Foto da ZH, disponível na Internet
Na audiência, os ambientalistas expressaram suas preocupações sobre questões ligadas à capacidade de suporte do rio Uruguai já estar comprometida com seis outros grandes barramentos realizados no rio Uruguai (Itá, Machadinho, Barra Grande, Foz do Chapecó, Campos Novos, Garibaldi) nas últimas duas décadas, além de outras dezenas de médias e pequenas hidrelétricas em seus tributários. Além da preocupação com o Parque do Turvo, foram destacadas as pendências de impactos de outros empreendimentos, entre estes a não continuidade do processo de Avaliação Ambiental Integrada, que deveria ter tido sequência pelo Ministério de Meio Ambiente, bem como a  necessidade, com base em estudos técnico-científicos isentos, de se manter rios sem barramentos, nas suas condições originais.
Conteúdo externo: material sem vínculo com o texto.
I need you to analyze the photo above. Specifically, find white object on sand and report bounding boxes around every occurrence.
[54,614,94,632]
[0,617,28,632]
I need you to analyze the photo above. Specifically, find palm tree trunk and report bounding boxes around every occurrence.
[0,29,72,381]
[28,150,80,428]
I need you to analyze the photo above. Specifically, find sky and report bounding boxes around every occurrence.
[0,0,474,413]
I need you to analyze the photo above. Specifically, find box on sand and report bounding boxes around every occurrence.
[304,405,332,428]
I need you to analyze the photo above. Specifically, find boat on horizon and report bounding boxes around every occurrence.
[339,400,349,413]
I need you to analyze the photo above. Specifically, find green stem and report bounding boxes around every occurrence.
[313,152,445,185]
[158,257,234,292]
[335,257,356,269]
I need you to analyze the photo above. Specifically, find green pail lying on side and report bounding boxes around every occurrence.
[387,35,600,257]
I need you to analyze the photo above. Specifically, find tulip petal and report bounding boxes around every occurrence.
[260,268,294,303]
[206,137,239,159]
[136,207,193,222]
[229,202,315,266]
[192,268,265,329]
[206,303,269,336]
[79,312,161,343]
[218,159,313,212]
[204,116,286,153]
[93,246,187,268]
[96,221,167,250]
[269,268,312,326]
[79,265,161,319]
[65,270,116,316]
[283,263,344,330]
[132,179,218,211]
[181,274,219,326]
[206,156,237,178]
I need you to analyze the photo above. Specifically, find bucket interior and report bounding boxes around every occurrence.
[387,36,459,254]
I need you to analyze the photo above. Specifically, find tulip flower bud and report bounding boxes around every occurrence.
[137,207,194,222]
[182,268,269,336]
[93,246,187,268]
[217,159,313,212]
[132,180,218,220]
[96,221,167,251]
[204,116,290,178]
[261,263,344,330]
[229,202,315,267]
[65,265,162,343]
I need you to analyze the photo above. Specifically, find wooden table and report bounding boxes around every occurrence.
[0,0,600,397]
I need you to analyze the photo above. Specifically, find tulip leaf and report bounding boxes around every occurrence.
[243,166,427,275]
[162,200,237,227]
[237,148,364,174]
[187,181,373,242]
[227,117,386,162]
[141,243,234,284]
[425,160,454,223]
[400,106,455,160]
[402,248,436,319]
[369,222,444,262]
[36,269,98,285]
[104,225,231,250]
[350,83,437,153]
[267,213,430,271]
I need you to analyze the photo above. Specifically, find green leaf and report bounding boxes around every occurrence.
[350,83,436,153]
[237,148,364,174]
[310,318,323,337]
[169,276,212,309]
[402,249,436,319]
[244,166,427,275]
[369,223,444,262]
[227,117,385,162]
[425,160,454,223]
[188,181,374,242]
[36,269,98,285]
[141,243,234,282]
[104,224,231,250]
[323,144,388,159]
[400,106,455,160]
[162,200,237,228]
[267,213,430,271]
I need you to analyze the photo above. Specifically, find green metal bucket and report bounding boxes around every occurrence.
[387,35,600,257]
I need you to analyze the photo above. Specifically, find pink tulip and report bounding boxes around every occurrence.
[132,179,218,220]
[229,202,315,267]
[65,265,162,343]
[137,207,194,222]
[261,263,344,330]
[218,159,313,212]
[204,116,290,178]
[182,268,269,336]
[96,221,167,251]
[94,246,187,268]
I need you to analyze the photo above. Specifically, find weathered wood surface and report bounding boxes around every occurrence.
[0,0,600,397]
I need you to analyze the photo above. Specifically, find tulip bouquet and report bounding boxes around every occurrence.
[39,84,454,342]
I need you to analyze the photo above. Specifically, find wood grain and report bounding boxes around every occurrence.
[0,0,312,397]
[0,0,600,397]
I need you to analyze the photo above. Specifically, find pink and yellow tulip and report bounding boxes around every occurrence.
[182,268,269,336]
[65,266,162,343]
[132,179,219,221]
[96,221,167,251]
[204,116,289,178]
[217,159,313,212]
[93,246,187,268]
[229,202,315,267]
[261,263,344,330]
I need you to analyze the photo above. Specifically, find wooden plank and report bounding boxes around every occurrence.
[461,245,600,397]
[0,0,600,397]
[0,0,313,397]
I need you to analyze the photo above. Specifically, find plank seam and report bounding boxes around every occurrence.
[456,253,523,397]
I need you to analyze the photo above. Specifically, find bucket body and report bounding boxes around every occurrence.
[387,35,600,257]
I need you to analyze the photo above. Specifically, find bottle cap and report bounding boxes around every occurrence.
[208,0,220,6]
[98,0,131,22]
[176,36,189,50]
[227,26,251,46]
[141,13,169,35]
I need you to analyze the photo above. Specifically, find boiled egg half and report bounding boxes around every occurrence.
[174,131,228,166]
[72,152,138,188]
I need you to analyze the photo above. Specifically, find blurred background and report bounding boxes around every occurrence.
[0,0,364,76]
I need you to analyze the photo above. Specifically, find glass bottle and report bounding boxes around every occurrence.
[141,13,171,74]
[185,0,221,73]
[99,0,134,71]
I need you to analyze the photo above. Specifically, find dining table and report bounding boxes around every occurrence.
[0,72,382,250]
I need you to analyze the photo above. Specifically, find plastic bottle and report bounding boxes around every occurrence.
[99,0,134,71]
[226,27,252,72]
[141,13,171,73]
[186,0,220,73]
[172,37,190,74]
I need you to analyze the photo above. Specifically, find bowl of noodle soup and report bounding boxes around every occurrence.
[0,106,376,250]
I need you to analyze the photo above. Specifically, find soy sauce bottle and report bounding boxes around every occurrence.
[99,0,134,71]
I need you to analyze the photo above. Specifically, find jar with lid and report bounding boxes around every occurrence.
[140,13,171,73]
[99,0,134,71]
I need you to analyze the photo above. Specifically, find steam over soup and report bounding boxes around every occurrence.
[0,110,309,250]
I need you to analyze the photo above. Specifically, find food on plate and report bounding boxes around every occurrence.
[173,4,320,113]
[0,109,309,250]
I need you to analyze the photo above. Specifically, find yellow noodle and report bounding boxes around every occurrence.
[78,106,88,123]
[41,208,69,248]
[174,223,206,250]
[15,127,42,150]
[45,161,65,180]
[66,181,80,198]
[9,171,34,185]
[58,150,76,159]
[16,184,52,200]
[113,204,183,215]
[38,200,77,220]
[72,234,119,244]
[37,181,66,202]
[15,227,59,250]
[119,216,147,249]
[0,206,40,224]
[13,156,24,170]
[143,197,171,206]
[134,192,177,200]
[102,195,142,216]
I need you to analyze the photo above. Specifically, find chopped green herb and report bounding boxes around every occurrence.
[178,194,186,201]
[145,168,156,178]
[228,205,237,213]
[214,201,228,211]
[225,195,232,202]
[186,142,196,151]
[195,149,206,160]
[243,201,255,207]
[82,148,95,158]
As corredeiras desempenhariam papel fundamental para a oxigenação das águas, evitando o atual processo de comprometimento da qualidade as águas dos rios e a extinção de espécies restritas às águas correntes, como já ocorre em reservatórios a montante do trecho previsto para barramento.
Levantaram também a questão social, conjuntamente às falas do MAB, que estes projetos atingiriam diretamente pelo menos 20 mil pessoas em mais de 90 mil hectares de áreas alagadas. Isso traria diretamente a enorme perda para agricultores e pescadores e suas famílias que vivem destas atividades no rio Uruguai. Pelo menos 3 mil pescadores perderiam seu sustento com base em peixes de piracema, os quais desapareceriam com estas obras, sendo o caso do dourado, o surubim e a bracanjuva, todos ameaçados de extinção.
Foi falado que a região, fora do vale dos rios, já está destituída de florestas, e que estas restringem-se à margem do rio Uruguai e seus afluentes. O movimento ambientalista, por meio das entidades presentes, colocou-se a disposição para lutar pela sociobiodiversidade do rio Uruguai, apoiando os moradores da costa do rio e demais potenciais atingidos, alertando para as manobras do setor das hidrelétricas que joga com desinformação, tráfico de influências, venda de falsas promessas ligadas a estes grandes empreendimentos. Questionaram os verdadeiros custos socioambientais destes megaempreendimentos, com as perguntas: “Energia para quê? Energia para quem?” 
Lembraram de outras alternativas energéticas (eólica, solar bioenergia) e também o caso de que nestas megaobras quem ganha são empreiteiras como a Engevix, uma das responsáveis pelos estudos do Complexo Garabi-Panambi, entre as maiores envolvidas no caso da Operação Lava Jato, cujo vice-presidente está preso pela Polícia Federal, há mais de dois meses. Esta empresa tem um histórico de irregularidades, sendo o caso mais conhecido ligado à construção da UHE Barra Grande, que, com base em informações falsas no Estudo de Impacto Ambiental (EIA-RIMA), causou a destruição de mais de 6 mil hectares das últimas florestas com araucária no rio Pelotas, principalmente entre Vacaria (RS) e Lages (SC), em 2005.